Fulvio Caccia, who arrived from Paris, France, especially for this occasion, was the guest of honour. Not just because he was, with d'Alfonso and Lamberto Tassinari, one of the protagonists of Montreal's cultural life in the Eighties (they founded the famous Vice Versa magazine), but also because he's one of the two Italian-Canadian authors (the other is Nino Ricci) who have been awarded the prestigious Governor General's Award, Canada's top literary prize, for Aknos, a poetry collection.
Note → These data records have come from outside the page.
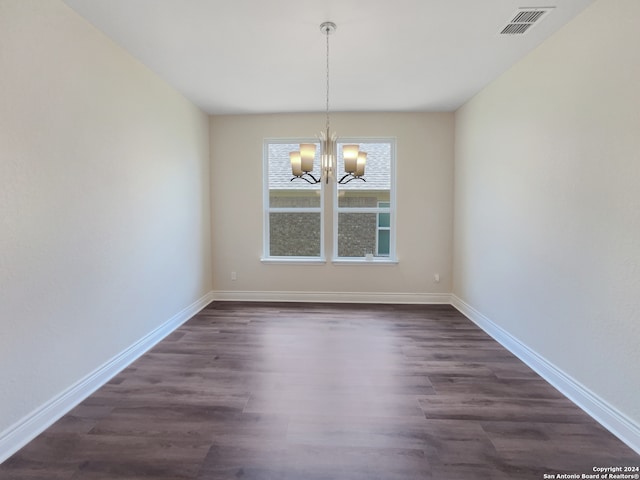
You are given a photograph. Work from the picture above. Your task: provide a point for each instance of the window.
(361, 212)
(294, 214)
(364, 210)
(383, 238)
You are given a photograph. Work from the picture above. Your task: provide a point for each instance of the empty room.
(319, 240)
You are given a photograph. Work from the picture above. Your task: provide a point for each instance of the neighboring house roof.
(377, 169)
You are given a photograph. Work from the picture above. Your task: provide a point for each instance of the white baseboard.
(608, 416)
(333, 297)
(26, 429)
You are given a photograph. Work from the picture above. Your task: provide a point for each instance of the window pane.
(356, 234)
(377, 176)
(294, 234)
(283, 191)
(383, 243)
(362, 198)
(384, 220)
(294, 199)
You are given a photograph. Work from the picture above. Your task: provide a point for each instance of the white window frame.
(267, 209)
(391, 258)
(379, 229)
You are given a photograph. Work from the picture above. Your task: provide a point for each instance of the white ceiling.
(267, 56)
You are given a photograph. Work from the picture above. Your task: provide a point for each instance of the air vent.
(524, 19)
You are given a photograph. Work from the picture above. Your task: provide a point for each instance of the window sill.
(293, 261)
(364, 261)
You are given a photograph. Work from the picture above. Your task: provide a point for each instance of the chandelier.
(302, 160)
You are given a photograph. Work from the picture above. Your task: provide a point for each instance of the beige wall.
(547, 202)
(104, 203)
(424, 201)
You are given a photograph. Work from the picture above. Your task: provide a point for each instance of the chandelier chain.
(327, 106)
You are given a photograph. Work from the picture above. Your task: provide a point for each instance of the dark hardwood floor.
(311, 392)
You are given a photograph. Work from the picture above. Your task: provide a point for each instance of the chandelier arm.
(315, 180)
(305, 179)
(352, 178)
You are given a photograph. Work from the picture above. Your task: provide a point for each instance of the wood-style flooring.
(322, 392)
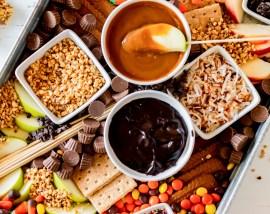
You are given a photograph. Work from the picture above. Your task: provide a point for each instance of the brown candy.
(51, 163)
(259, 114)
(90, 125)
(239, 141)
(99, 146)
(236, 157)
(84, 137)
(96, 108)
(71, 158)
(118, 84)
(51, 18)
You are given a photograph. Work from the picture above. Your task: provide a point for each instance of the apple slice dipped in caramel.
(160, 38)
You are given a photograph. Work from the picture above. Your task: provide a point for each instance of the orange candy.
(152, 184)
(153, 200)
(177, 184)
(143, 188)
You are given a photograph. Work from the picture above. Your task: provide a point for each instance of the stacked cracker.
(102, 183)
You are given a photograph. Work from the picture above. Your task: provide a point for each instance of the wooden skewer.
(230, 40)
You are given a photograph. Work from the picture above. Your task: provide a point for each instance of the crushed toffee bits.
(64, 78)
(10, 105)
(5, 12)
(213, 92)
(43, 185)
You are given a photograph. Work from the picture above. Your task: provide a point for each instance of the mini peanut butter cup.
(236, 157)
(68, 18)
(97, 53)
(37, 163)
(71, 158)
(51, 18)
(88, 22)
(259, 114)
(106, 97)
(89, 40)
(34, 41)
(239, 141)
(86, 161)
(99, 146)
(84, 137)
(118, 84)
(51, 163)
(65, 172)
(96, 108)
(90, 125)
(118, 96)
(74, 4)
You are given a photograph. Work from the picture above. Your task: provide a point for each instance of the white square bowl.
(40, 53)
(252, 13)
(256, 97)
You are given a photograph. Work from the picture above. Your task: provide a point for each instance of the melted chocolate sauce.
(148, 135)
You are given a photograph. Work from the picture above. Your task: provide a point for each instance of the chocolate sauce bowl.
(149, 135)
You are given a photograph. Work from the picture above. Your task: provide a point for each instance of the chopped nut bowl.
(215, 92)
(63, 77)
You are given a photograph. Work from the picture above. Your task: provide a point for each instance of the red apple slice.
(235, 10)
(256, 70)
(250, 30)
(261, 49)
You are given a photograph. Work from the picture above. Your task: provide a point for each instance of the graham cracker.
(190, 6)
(201, 17)
(101, 172)
(112, 192)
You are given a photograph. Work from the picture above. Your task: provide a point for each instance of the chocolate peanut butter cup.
(51, 18)
(88, 22)
(34, 41)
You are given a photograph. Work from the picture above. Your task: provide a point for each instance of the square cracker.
(97, 176)
(201, 17)
(112, 192)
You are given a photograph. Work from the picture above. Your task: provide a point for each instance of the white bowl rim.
(187, 150)
(175, 70)
(254, 92)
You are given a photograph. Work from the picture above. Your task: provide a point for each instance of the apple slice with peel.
(256, 70)
(155, 38)
(83, 208)
(11, 145)
(70, 186)
(27, 124)
(15, 132)
(12, 181)
(234, 7)
(27, 102)
(24, 192)
(250, 30)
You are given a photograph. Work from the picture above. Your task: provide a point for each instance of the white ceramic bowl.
(252, 13)
(40, 53)
(253, 104)
(186, 152)
(119, 9)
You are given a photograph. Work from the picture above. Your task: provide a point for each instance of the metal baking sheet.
(12, 36)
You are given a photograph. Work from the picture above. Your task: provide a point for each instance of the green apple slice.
(84, 208)
(24, 192)
(27, 102)
(69, 186)
(12, 181)
(11, 145)
(18, 133)
(27, 124)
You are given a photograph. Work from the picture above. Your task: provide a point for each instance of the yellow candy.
(135, 194)
(163, 188)
(40, 209)
(210, 209)
(201, 191)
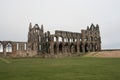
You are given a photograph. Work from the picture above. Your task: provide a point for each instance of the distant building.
(62, 42)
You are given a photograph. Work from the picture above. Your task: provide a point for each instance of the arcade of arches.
(40, 42)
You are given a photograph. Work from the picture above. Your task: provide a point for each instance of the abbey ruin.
(45, 43)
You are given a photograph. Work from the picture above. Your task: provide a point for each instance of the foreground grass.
(76, 68)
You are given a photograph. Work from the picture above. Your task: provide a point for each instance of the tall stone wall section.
(60, 43)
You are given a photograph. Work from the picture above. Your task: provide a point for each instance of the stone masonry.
(62, 42)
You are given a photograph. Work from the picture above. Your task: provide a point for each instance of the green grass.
(76, 68)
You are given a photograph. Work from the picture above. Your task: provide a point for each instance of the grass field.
(75, 68)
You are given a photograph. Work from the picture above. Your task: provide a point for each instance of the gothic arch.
(1, 47)
(9, 47)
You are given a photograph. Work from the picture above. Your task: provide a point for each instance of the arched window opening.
(71, 40)
(46, 39)
(40, 47)
(17, 46)
(91, 38)
(39, 39)
(60, 39)
(95, 38)
(1, 47)
(60, 47)
(55, 39)
(9, 47)
(80, 39)
(25, 46)
(65, 39)
(75, 40)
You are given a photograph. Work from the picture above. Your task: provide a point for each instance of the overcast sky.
(68, 15)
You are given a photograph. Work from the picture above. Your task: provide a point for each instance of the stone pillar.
(93, 47)
(14, 48)
(4, 50)
(78, 49)
(51, 48)
(83, 48)
(88, 47)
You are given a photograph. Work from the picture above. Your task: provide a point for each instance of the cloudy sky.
(68, 15)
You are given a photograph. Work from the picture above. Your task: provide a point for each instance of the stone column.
(4, 50)
(78, 49)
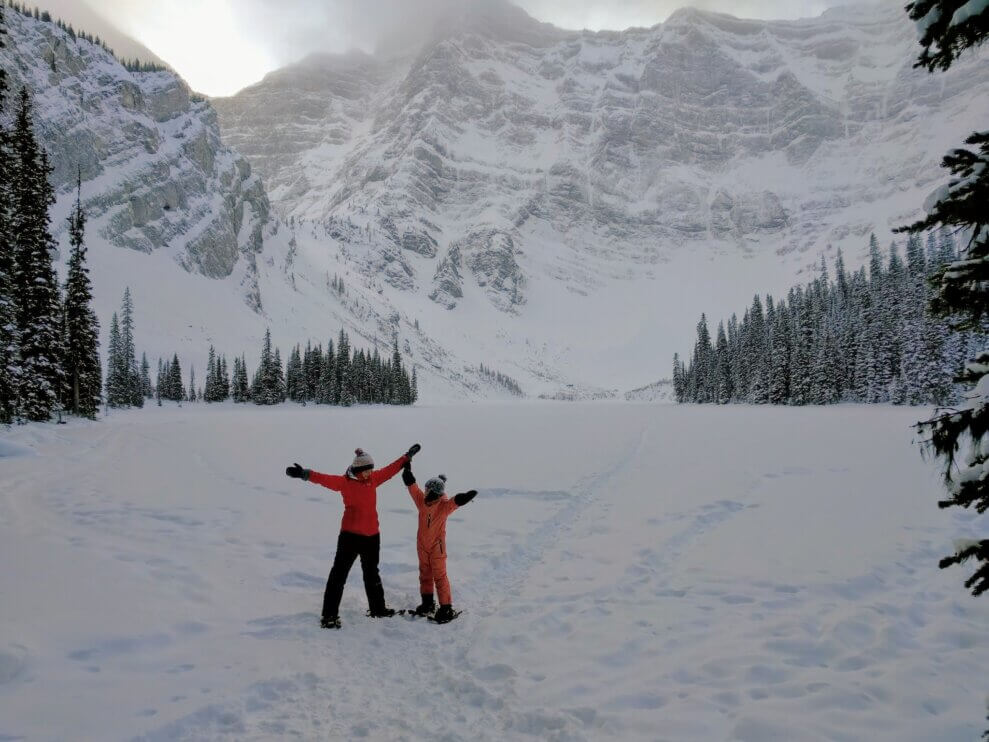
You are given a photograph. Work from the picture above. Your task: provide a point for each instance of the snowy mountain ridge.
(563, 191)
(550, 204)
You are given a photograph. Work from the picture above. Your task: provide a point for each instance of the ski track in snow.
(170, 585)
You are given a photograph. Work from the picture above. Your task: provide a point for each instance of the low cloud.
(220, 46)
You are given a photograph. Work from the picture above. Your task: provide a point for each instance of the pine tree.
(9, 335)
(210, 391)
(116, 377)
(223, 379)
(175, 391)
(964, 284)
(132, 374)
(344, 393)
(276, 383)
(147, 390)
(327, 378)
(36, 286)
(82, 358)
(160, 382)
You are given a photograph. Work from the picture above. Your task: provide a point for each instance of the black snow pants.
(349, 547)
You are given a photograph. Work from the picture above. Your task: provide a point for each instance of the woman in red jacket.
(359, 534)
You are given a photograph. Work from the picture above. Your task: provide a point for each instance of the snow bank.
(628, 571)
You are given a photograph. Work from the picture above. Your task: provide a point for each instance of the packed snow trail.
(627, 571)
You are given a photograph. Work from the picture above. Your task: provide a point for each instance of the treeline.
(49, 335)
(132, 65)
(868, 336)
(338, 376)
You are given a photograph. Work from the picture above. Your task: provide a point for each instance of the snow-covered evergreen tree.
(84, 377)
(116, 371)
(146, 389)
(9, 335)
(133, 375)
(948, 28)
(175, 391)
(35, 284)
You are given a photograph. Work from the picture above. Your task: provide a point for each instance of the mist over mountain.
(556, 206)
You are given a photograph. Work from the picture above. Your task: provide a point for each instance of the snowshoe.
(444, 615)
(427, 607)
(329, 622)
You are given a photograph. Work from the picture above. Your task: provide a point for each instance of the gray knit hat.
(436, 485)
(362, 461)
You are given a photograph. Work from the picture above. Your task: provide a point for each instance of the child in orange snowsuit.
(434, 508)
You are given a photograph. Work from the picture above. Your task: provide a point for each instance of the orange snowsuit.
(431, 543)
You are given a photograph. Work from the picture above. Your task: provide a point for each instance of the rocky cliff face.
(506, 149)
(156, 175)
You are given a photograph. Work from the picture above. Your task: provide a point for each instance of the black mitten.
(297, 472)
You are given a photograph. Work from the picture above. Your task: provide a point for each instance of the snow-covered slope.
(558, 206)
(179, 217)
(156, 175)
(696, 574)
(519, 175)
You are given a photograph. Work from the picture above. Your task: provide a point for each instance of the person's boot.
(329, 622)
(427, 606)
(445, 614)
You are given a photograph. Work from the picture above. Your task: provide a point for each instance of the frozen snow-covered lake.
(627, 571)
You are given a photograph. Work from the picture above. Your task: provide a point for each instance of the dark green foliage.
(9, 330)
(124, 384)
(36, 290)
(948, 28)
(83, 374)
(338, 377)
(943, 35)
(847, 338)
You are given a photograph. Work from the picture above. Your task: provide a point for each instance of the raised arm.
(409, 479)
(383, 475)
(331, 481)
(334, 482)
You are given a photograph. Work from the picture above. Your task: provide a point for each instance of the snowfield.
(628, 571)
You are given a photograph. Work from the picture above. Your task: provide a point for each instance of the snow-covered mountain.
(507, 148)
(157, 175)
(559, 206)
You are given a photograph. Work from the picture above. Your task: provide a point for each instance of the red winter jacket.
(360, 499)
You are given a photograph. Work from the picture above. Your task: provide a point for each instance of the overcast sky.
(221, 46)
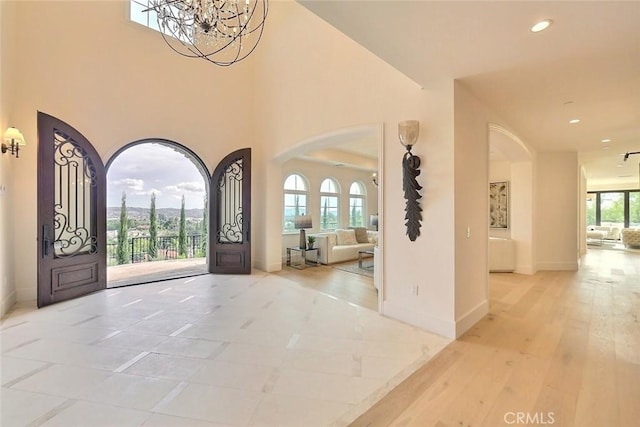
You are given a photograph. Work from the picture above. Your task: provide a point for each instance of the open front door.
(71, 214)
(230, 215)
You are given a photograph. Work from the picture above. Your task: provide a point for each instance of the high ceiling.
(586, 65)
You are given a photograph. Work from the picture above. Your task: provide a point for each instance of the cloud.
(193, 187)
(130, 184)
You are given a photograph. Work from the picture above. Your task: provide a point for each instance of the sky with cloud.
(150, 168)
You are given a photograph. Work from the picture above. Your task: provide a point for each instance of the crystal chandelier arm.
(201, 28)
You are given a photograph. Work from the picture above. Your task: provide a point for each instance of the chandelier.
(219, 31)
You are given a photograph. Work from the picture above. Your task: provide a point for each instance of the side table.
(303, 256)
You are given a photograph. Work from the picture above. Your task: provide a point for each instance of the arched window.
(329, 205)
(356, 204)
(295, 200)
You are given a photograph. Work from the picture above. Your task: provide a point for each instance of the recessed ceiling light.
(540, 26)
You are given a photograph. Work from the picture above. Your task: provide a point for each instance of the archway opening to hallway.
(157, 213)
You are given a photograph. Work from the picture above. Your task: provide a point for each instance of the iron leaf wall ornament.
(408, 132)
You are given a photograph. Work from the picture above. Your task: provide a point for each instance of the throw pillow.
(361, 234)
(346, 237)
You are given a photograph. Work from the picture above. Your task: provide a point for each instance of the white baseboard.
(26, 294)
(558, 266)
(269, 268)
(465, 322)
(420, 319)
(7, 303)
(525, 269)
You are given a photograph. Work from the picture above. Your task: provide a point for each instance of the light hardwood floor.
(354, 288)
(557, 348)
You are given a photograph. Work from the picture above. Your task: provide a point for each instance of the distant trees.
(204, 226)
(153, 228)
(122, 250)
(182, 231)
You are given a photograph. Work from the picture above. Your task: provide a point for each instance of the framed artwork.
(499, 204)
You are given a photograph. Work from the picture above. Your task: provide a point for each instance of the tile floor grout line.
(132, 302)
(111, 335)
(52, 413)
(131, 362)
(6, 351)
(85, 321)
(171, 395)
(13, 326)
(28, 374)
(180, 330)
(153, 315)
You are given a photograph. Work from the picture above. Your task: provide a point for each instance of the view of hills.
(113, 212)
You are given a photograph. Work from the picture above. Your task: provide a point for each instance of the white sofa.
(332, 250)
(606, 231)
(631, 237)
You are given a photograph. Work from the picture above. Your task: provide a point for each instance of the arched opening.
(157, 213)
(330, 164)
(511, 162)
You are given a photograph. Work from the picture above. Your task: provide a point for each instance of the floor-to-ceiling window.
(619, 209)
(634, 209)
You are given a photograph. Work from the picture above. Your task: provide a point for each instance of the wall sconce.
(301, 222)
(408, 132)
(373, 221)
(16, 140)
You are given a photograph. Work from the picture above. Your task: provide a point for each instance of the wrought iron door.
(71, 213)
(230, 215)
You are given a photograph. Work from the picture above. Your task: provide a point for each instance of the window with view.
(591, 208)
(295, 200)
(619, 209)
(137, 13)
(356, 205)
(634, 209)
(329, 198)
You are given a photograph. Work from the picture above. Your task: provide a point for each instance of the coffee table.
(361, 256)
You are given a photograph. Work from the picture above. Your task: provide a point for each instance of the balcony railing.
(166, 249)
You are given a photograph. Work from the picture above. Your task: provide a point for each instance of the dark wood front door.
(230, 219)
(71, 214)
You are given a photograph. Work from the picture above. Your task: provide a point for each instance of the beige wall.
(7, 162)
(471, 208)
(556, 211)
(315, 173)
(117, 82)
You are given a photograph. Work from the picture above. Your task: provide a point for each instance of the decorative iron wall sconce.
(14, 136)
(408, 132)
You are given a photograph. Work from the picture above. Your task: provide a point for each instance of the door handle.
(46, 240)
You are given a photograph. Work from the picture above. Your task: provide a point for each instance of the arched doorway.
(72, 212)
(360, 148)
(162, 189)
(512, 162)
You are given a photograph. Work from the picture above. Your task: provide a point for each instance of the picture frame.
(499, 204)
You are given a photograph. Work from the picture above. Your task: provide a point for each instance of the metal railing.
(166, 249)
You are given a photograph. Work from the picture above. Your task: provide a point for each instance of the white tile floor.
(255, 350)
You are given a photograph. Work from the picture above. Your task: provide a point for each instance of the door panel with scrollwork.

His works raise controversy and praise: Irpinia, Quetes: textes d'auteurs italoquebecois, Sous le signe du Phénix, Panorama de la poesie contemporaire française, Aknos and other poems, Metamorphose d'une Utopie, Lilas, Voix d'Irlande et du Quebec, just to mention a few.
The Republican issue is increasingly central to your works. Is it mere provocation or do you really think that Canada could change its institutional system?
"Both. It's a provocation to induce people to think about it. After that, the conditions of a change will have been created. Then, I'm sure, Canadians will be able to take back the opportunities they've missed in the last 180 years."
Australian Republicans promoted a referendum in 1999, which was won by Monarchists for a fistful of votes. Why isn't this option even considered in Canada?
"Because, differently from Australia, Canada is the product of the conflict and subsequent agreement between two failed colonial empires: the French and the British in America. That agreements still holds, and is founded on a rejection of republic. Why should a referendum be held, when it's inconvenient to both Canadian hegemonic groups?"